Il ragazzo si rabbuiò in volto, poi disse: "Comunque non aveva il diritto di violentarmi."

"Ma dai! Ha violentato pure a me. Mi ha sverginato, a me, ma mica mi ha tolto l'onore."

"Te? Ti ha violentato e stai con lui?"

"Vieni dentro, parliamo."

"Cos'è, un tranello?"

"Ma dai! Sali!" disse e gli fece strada. "Un bicchiere di vino?" offrì quando furono dentro.

"No. Non si beve a casa di nemici."

"Mica ti sono nemico, io."

"Ma sei amico suo."

"Non è successo quasi tre anni fa?"

"E beh? Sono tre anni che lo cerco."

"Cazzo! Per sfidarlo al coltello."

"Certo."

"Guarda che lui è fortissimo col coltello. Ci rimetti tu."

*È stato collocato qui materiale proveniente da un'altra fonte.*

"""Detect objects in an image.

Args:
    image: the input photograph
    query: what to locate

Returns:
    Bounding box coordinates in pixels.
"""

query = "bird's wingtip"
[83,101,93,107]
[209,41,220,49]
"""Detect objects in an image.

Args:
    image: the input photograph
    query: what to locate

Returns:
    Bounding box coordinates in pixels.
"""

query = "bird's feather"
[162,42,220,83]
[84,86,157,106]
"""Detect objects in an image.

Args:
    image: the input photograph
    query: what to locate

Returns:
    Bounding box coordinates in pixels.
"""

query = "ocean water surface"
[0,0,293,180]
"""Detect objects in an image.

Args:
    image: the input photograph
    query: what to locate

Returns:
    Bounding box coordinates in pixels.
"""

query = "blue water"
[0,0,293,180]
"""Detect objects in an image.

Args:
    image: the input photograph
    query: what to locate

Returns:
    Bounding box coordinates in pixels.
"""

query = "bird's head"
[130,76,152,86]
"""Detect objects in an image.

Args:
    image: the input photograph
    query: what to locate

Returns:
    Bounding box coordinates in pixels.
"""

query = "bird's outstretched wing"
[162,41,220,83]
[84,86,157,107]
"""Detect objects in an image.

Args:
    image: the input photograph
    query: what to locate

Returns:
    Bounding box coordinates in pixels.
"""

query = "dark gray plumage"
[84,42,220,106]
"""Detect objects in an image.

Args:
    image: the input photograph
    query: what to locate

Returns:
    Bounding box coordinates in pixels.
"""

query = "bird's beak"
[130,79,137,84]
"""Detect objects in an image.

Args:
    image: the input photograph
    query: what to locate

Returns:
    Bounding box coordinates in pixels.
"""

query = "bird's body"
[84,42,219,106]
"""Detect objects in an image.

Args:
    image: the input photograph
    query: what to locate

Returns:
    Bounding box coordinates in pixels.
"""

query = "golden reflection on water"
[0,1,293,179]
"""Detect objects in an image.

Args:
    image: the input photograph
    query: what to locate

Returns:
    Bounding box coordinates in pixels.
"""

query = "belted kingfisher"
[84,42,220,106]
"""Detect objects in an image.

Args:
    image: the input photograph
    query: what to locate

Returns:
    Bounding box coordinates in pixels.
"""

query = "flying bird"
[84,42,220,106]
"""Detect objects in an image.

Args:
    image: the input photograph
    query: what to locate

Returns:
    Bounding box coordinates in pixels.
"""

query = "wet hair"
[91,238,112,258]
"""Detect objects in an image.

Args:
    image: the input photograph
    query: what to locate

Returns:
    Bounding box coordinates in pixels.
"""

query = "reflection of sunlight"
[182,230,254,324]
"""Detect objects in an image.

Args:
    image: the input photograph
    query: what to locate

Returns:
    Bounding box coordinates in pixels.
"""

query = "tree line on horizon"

"Ci rimetto io comunque. Al campo mi ripetono che se non mi vendico vuol dire che sono frocio."

"Ah, perché, tu non lo sei? Io sì."

"Eh?"

"Sì, voglio dire che a me mi piace fare l'amore con un maschio. E Zanko è maschio... lo sai anche tu, no?"

"Ma i Sinti non li vogliono quelli così."

"E perciò tu devi dimostrare che non sei un frocio. E magari poi ti sposi pure."

"Certo."

"Ma dimmi la verità, a quattr'occhi... a te pure piacciono i maschi, no?"

"Che cazzo c'entra questo? Lui mi ha violentato."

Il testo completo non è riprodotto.